I believe this is an honest move. This is what happens with software. Goals change, old code and design no longer makes sense, you refactor or rewrite. The architecture of WebKit was created to address goals that are a decade old now. The multi-process nature of Chrome alone, an amazing achievement and really quite elegant if you've looked at the way they bolted it on, was bolted on all the same.

V8 without a doubt re-invigorated JavaScript. When V8 was announced there was a lot of "do we really need another JS engine" arguments. You could argue that other engines were getting fast as well, but v8 got people really thinking about JavaScript outside the browser. I am excited to see what new insights this new rendering engine brings -- and what unexpected positive consequences it generates.

If you want to really put a tinfoil cap on, you could say that by Google contributing to WebKit they are giving Apple a lot of free code, allowing them to devote fewer resources to their browser. Once Blink diverges father from WebKit it won't be practical for WebKit to merge in changes from there.
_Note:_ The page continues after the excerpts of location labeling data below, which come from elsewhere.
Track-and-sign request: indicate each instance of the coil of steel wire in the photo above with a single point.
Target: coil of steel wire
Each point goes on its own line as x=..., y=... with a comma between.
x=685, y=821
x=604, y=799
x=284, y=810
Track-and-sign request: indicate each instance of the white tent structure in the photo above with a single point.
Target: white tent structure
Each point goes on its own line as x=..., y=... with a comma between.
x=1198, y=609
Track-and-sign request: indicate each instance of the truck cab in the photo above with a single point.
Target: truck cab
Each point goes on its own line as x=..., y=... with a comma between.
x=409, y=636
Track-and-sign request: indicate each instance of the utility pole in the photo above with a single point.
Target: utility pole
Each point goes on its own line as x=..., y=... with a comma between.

One has to wonder if Google will be recruiting other WebKit contributors (RIM, Intel, Nokia, etc) to move over to Blink. This would put Apple in a tough spot.

Blink remains very much open source: the repository should be visible in a minute or three.

We're going to be even more transparent than we currently are, actually, about how things get added to the platform http://www.chromium.org/blink#new-features. I'm pretty excited about how that's going to play out with regard to sharing ideas and implementations.

Of course, I wasn't claiming otherwise, but over time porting code to WebKit from Blink will become more trouble than it's worth. They can still learn from it, but you can hardly deny that this move is going to cause WebKit some pain to fill in the tremendous amount of work you guys were doing (the part about this being the reason for the move was, of course, completely a joke.

The two engines will diverge, yes. I think it'll be better for both in the long run, as we simply have fundamentally different architectural approaches to some pretty core problems the engines are meant to solve. There will be short term adjustments on both sides as we get used to the new options that are now available.

I'm honestly quite hopeful, both about Blink, and about WebKit.